The report has also criticised the government’s use of sedition, defamation and counter-terrorism laws such as the Unlawful Activities (Prevention) Act. “For example, over 7,000 people have been charged with sedition after the BJP assumed power and most of the accused are critics of the ruling party,” it said.
V Dem criticised India’s crackdown on the protests against the Citizenship Amendment Act (CAA), saying the Act itself “arguably” violates the constitution’s prohibition of discrimination by religion. The report also notes that civil society organisations are being “muzzled” in the autocratisation process, specifically through the Foreign Contributions (Regulation) Act, which was amended in September 2020 to “constrain foreign contributions to NGOs within India”.
“These developments are among the instances contributing to the descent into electoral authoritarianism in what used to be the world’s largest democracy,” the chapter on India concludes.
Last year, the Institute had described the BJP as an illiberal party that is comparable to those that are ruling over autocracies. It clubbed the BJP with the Polish Law and Justice Party, Hungarian Fidesz Party and the Turkish Justice and Development Party, saying all of them score high on “illiberalism”.
It said while the BJP has been exhibiting illiberalism since 1999, over the course of the last 20 years, “all four parties have become more and more illiberal.

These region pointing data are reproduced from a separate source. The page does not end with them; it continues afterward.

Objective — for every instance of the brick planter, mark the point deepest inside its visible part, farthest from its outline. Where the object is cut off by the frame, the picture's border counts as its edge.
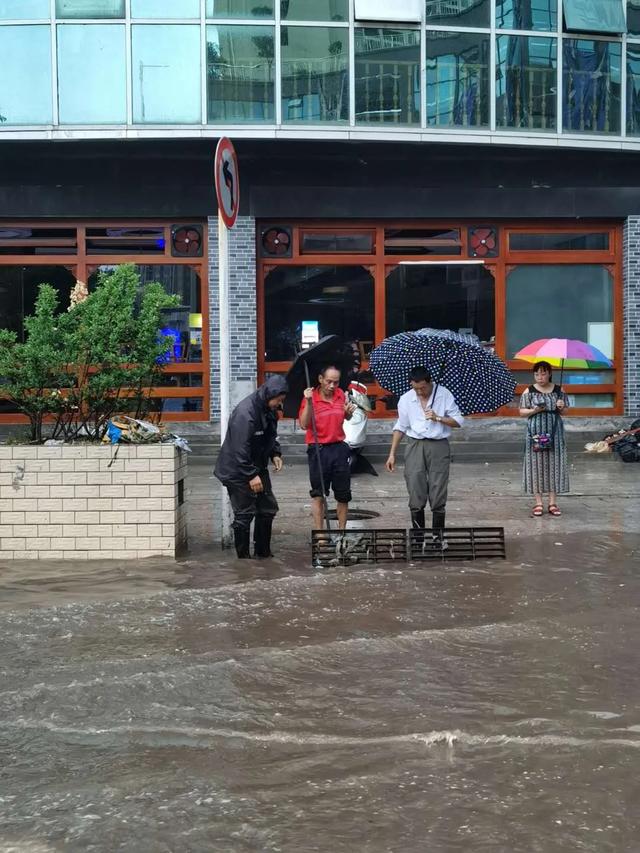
(69, 503)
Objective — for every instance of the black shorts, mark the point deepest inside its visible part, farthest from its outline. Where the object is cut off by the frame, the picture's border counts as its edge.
(335, 460)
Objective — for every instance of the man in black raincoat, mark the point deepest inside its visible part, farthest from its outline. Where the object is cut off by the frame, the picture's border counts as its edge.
(242, 466)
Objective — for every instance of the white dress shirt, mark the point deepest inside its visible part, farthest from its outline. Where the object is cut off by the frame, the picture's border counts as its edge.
(411, 414)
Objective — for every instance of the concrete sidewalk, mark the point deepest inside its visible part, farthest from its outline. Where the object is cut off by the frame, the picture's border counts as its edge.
(605, 497)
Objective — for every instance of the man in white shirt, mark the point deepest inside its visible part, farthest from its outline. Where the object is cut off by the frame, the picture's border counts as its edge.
(426, 415)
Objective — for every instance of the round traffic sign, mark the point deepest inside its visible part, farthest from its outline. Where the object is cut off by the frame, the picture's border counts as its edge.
(227, 182)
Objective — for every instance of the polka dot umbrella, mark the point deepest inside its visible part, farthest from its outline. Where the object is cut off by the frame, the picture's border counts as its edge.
(478, 379)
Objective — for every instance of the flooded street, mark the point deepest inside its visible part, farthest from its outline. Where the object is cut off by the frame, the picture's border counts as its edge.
(267, 707)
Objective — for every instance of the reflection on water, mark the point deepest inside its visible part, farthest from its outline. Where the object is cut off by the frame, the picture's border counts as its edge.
(265, 707)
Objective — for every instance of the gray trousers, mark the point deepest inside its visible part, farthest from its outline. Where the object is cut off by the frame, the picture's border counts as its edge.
(426, 472)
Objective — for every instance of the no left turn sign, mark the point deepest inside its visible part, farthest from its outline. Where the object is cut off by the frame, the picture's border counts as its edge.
(227, 182)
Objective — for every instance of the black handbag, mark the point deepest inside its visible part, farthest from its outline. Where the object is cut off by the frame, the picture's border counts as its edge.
(542, 441)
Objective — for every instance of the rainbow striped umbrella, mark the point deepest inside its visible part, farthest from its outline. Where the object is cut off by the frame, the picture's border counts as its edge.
(564, 353)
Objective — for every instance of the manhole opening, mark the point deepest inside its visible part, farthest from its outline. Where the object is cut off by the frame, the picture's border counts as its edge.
(356, 514)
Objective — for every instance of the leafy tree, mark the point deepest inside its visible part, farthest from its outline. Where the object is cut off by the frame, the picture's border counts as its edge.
(83, 366)
(33, 372)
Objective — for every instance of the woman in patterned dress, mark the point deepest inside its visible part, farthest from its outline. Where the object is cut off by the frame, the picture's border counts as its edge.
(545, 471)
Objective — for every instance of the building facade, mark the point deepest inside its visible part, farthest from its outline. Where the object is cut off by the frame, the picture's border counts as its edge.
(445, 163)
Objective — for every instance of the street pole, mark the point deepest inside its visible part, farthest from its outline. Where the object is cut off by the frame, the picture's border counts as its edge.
(228, 199)
(225, 358)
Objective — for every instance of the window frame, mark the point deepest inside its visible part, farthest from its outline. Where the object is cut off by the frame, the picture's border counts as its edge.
(82, 264)
(498, 266)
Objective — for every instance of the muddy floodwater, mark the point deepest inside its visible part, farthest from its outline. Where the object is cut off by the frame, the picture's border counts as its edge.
(270, 707)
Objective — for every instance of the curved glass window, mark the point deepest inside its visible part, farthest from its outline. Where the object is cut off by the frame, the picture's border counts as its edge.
(240, 73)
(317, 10)
(591, 86)
(25, 75)
(91, 74)
(457, 79)
(315, 74)
(90, 8)
(240, 8)
(526, 82)
(166, 73)
(462, 13)
(24, 10)
(165, 8)
(527, 14)
(387, 75)
(633, 17)
(633, 89)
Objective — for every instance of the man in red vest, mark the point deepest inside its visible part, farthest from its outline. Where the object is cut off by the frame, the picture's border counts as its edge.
(330, 409)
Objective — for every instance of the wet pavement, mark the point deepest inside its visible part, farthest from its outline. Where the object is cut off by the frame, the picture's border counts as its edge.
(222, 705)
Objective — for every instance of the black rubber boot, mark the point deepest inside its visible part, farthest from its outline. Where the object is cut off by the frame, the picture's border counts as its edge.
(241, 540)
(438, 529)
(262, 536)
(417, 523)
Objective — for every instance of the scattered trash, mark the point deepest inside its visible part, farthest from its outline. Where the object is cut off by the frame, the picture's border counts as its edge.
(126, 430)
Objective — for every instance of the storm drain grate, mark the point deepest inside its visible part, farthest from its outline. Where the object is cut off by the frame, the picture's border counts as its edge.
(391, 545)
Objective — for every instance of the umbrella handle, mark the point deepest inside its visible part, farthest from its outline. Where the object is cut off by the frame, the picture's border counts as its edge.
(314, 430)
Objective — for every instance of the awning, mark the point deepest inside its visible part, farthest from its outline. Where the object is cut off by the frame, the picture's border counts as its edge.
(594, 16)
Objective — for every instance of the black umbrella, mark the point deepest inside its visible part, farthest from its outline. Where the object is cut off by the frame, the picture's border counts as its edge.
(304, 372)
(477, 378)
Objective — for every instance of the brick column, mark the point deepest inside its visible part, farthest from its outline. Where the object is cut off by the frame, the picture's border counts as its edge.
(631, 285)
(243, 320)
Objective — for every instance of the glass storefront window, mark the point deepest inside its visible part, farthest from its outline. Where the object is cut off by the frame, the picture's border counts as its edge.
(182, 324)
(25, 75)
(633, 89)
(317, 10)
(447, 296)
(90, 8)
(387, 75)
(166, 73)
(315, 74)
(240, 73)
(339, 299)
(24, 10)
(91, 74)
(240, 8)
(591, 86)
(559, 300)
(19, 288)
(471, 13)
(527, 15)
(165, 8)
(633, 17)
(457, 79)
(526, 82)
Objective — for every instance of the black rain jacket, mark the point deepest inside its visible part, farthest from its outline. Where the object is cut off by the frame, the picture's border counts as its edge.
(252, 436)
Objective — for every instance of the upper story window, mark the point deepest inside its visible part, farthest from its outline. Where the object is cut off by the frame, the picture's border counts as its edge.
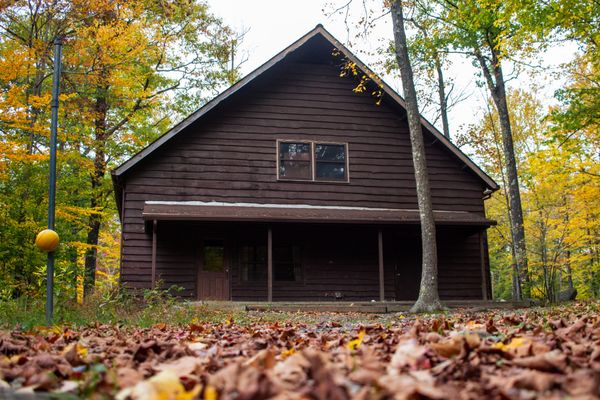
(295, 160)
(330, 162)
(313, 161)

By now, they fare close to the typical ruling party in autocracies in terms of illiberalism”.
India’s slide in many indices
The V Dem report comes just days after the US government-funded NGO Freedom House downgraded India from ‘free’ to ‘partly free’ for cracking down on “expressions of dissent by the media, academics, civil society groups, and protesters”. India’s score in the annual Freedom in the World report dropped to 67 in the latest report, a drop from 71.
India’s slide in these reports only mirrors its decline in indices compiled by independent bodies which monitor democratic freedoms over the past few years.

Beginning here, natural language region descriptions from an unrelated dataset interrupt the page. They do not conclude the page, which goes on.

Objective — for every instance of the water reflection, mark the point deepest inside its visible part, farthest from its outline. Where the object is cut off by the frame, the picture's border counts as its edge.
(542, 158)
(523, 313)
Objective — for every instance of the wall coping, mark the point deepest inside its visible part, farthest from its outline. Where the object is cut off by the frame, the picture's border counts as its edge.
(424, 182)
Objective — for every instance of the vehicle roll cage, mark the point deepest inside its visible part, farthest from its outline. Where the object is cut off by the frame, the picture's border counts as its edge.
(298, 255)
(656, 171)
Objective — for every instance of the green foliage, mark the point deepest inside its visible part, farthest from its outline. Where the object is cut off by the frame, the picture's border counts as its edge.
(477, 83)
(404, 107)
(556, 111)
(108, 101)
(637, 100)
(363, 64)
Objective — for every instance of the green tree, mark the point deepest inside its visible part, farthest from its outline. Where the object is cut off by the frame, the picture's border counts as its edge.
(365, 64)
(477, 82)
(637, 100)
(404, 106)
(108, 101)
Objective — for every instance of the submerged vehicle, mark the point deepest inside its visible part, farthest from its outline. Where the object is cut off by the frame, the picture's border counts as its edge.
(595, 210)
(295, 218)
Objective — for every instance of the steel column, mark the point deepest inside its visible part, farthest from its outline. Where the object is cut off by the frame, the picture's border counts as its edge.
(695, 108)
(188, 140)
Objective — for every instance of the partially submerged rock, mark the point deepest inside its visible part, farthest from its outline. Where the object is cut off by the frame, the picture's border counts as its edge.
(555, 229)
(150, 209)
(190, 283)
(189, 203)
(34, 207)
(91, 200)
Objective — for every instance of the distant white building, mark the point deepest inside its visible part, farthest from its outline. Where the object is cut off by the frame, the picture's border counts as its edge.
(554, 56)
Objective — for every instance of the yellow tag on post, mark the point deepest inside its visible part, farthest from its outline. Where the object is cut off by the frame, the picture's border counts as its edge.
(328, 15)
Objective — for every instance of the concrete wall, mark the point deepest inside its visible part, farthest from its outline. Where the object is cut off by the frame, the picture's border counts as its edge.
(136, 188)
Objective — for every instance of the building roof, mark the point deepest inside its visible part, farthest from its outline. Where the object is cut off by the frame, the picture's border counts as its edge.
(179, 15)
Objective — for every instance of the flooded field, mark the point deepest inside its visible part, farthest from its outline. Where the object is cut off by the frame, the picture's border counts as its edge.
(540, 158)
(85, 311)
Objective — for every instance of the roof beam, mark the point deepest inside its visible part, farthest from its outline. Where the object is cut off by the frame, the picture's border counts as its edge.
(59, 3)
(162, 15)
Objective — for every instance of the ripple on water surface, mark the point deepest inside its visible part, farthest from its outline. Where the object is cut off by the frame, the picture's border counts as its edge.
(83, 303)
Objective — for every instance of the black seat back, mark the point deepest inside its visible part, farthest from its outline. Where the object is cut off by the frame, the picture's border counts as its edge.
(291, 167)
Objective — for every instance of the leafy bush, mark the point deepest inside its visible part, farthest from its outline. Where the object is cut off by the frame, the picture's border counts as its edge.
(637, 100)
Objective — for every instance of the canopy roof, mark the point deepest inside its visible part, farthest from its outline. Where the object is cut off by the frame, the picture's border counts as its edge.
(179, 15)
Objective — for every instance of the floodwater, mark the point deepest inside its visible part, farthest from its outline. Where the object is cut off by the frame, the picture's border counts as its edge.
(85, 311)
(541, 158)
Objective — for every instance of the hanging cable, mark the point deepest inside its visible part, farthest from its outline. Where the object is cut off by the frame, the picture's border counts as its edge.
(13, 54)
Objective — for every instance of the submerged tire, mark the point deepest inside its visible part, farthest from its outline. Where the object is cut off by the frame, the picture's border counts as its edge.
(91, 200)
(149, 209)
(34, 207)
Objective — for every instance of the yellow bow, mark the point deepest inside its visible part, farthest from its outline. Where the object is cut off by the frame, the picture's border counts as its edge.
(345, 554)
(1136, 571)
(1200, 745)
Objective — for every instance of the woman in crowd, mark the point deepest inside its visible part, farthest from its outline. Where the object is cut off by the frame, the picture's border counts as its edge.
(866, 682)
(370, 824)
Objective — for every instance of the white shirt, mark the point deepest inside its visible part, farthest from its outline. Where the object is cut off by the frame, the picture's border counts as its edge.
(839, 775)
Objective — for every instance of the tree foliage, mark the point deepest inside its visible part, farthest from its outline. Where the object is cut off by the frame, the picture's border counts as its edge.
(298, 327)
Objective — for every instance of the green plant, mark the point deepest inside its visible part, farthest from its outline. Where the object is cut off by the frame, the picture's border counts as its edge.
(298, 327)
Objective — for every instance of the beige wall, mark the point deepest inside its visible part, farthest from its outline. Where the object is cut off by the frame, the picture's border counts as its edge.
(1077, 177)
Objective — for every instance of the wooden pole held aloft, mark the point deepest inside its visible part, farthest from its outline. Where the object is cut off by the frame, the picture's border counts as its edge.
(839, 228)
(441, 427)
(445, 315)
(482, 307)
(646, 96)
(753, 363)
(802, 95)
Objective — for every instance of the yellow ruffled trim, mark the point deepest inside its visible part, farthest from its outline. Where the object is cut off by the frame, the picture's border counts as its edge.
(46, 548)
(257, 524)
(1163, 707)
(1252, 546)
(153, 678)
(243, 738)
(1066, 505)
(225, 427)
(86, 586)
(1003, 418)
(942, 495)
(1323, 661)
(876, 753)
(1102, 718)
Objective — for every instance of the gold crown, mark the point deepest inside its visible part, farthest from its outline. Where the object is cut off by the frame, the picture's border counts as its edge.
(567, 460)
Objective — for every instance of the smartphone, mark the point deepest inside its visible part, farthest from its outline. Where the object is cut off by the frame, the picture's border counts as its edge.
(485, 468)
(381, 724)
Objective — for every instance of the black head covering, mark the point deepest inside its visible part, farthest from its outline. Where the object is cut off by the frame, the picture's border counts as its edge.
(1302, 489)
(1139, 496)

In March last year, Reports Without Borders (RSF) placed India alongside China, Russia, Iran and Saudi Arabia in a list of press freedom’s “worst digital predators”. The list compiled by the global media watchdog flags countries where companies and government agencies use “digital technology to spy on and harass journalists”.

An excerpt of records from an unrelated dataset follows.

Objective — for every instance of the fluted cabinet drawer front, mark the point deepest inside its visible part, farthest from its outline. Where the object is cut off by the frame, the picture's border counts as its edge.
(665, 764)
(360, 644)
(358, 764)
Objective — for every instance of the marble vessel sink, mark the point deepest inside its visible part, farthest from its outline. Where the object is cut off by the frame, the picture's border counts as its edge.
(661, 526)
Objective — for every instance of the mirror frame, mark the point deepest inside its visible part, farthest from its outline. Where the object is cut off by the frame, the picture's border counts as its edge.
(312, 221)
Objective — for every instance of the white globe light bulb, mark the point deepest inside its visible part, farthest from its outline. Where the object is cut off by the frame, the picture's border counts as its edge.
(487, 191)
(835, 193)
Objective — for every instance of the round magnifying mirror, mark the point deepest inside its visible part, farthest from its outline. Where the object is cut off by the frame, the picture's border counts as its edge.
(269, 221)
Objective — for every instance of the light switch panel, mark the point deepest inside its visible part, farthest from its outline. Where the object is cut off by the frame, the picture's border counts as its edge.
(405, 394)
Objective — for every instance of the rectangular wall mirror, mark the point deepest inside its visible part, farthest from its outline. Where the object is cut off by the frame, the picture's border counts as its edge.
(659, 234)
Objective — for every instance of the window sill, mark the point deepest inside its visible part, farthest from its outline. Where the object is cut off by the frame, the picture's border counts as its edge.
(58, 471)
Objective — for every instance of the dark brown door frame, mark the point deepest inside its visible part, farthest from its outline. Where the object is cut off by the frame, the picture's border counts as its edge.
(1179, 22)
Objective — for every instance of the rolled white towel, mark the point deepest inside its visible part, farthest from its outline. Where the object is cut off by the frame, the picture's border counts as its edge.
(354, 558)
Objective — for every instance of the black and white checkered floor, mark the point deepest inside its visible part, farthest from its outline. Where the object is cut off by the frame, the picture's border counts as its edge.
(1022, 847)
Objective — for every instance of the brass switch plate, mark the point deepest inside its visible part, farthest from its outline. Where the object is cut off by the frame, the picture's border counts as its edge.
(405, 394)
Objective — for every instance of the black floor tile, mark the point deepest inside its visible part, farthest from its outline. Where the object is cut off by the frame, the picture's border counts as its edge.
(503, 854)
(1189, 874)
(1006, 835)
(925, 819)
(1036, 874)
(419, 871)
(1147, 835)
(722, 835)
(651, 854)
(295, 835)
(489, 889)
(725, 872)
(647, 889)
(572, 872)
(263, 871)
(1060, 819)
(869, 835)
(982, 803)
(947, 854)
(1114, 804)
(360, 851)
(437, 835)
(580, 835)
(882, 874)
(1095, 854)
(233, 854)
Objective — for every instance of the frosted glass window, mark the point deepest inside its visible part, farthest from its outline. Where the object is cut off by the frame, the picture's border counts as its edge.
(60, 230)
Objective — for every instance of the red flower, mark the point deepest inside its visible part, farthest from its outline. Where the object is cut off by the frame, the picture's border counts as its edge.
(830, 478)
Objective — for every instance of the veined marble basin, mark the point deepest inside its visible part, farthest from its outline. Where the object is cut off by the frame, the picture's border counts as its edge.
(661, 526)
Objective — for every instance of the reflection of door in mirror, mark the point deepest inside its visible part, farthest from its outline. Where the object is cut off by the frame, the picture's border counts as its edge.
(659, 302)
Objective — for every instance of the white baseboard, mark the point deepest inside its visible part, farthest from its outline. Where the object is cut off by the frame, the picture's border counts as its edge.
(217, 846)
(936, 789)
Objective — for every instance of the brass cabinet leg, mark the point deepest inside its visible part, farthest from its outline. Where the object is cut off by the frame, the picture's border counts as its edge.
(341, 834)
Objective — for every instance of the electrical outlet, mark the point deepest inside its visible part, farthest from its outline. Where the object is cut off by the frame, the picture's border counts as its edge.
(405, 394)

The following month, the US government’s Religious Freedom Monitor recommended that the country’s state department should include India in the list of “countries of special concern”, in the company of China, Pakistan, North Korea, Saudi Arabia and Russia. It noted that religious freedom had improved globally but singled out India for seeing a “sharp downward turn”.
Again in April, India was ranked 142nd out of 180 countries in RSF’s Press Freedom Index, sliding two ranks down. It criticised the ‘longest electronic curfew’ in history in Kashmir and highlighted that ‘state troll armies’ in the country use the ‘weapon of disinformation’ on social media.
The country also fell 26 places to rank 105th among 162 countries and territories on a global economic freedom index released by the Fraser Institute in Canada in September 2020.
In November 2020, an international network of higher education institutions called on authorities in India to “ensure the autonomy and functioning of higher education institutions”. It highlighted “fears that the space for ideas and dialogue in India is being constricted, and dissent punished, endangering scholars and students whose views are disfavoured by the ruling government”.
Finally in December 2020, India was ranked 111th out of 162 countries in the Cato Institute’s Human Freedom Index 2020. The institute gave India a score of 6.43, which is lower than the index’s average human freedom rating of 6.93. Between the 2019 and 2020 indices, the country plummeted 17 spots.